Siendo un niño, tomado de su mano,
recorrí los juzgados y los registros y
veía su lucidez para discernir trámites
legales y para activar los
procedimientos. Percibí de primera
mano la claridad expositiva, con que
se dirigía a los operadores jurídicos de
las oficinas, a efecto de desembarazar
trámites estancados. A mediados de
los noventa y a principios del nuevo
milenio, su ayuda fue invaluable
como activa asistente de mi despacho
jurídico. Sus explicaciones y
orientaciones a los clientes, eran
certeras y bien sustentadas.
Recuerdo sus providenciales
asistencias a las escuelas de padres y a
las entregas de notas, interceder por
sus hijos e hijas frente a sus maestros
y maestras, a fin de mejorar nuestra
conducta y desempeño en las aulas.
Eventualmente nos ayudaba en la
elaboración de tareas.
La inteligencia práctica y desenvoltura
social de mi madre le permitió ser un
baluarte y soporte en los negocios de
mi padre, visitando clientes, haciendo
cobranzas, llevando muebles,
haciendo diferentes pagos (impuestos,
servicios, planillas del Seguro Social),
asistiendo a licitaciones. Además,
administraba el archivo de la empresa
Una mujer que se oponía a un “no”
como respuesta definitiva, cuando
promovía una justa causa, aunque la
negativa emanase de una alta
autoridad. En 1974 una de mis
hermanas sufrió un grave percance de
tránsito, el diagnóstico que daban los
médicos salvadoreños era
desalentador, era urgente brindarle
una asistencia de vanguardia en
Estados Unidos, pues el sistema
hospitalario del país carecía de la
tecnología para dispensarle el
tratamiento que demandaba.
Para activar la asistencia humanitaria
de un hospital estadounidense, se
requería una carta en la que el
personal médico asintiera que el país
carecía de la tecnología, para
restablecer la salud de la paciente.
Como era natural, mi madre obtuvo
un rotundo “no” por respuesta, los
galenos se rehusaban a confesar sus
deficiencias y carencias. Pero tuvo la
entereza de emplazarlos firmemente y
trocar así el inexorable “no” en un
“sí”.
Allá por 1993 a un familiar cercano le
exigieron para hacer cursos de
posgrado en Norteamérica, una carta
del Ministro de Salud, en la que se
comprometía a conferirle una
oportunidad de empleo, una vez
concluyera su especialización. El alto
funcionario manifestó de manera
tajante que tal ofrecimiento excedía su
esfera de competencia.
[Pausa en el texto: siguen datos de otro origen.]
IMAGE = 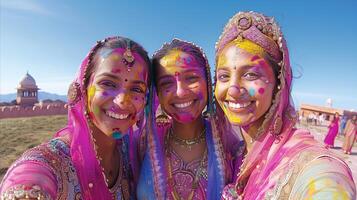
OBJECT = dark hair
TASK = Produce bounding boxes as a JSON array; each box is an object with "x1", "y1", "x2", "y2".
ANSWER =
[{"x1": 83, "y1": 36, "x2": 152, "y2": 88}]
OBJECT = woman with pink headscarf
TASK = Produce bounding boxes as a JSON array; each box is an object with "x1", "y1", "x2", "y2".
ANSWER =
[
  {"x1": 342, "y1": 115, "x2": 357, "y2": 154},
  {"x1": 0, "y1": 37, "x2": 151, "y2": 200},
  {"x1": 324, "y1": 113, "x2": 340, "y2": 148},
  {"x1": 215, "y1": 12, "x2": 356, "y2": 200}
]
Mi madre
visitó cuando veces fue preciso
aquella cartera de Estado, hasta que
persuadió al Ministro a que firmara la
misiva en los términos requeridos.
Espíritu hospitalario
Fue un bastión que brindó
hospitalidad a muchos familiares que
arribaban a San Salvador en viajes de
placer o de trabajo, tiene una memoria
proverbial, desde tiempos remotos
guarda un registro de las defunciones
de parientes y amigos, que actualiza
frecuentemente, lleva un expediente
personal de cada uno de sus seis hijos
con recortes de periódicos, certificados
y carne escolares, constancias de notas,
etc.
Está dotada de una capacidad
prodigiosa para empoderarse de
conocimientos diversos, un sentido
especial del ahorro y la planificación
de gastos, y una desenvoltura social
que la vuelve un centro de confluencia
familiar y una narradora verbal de anécdotas invaluables.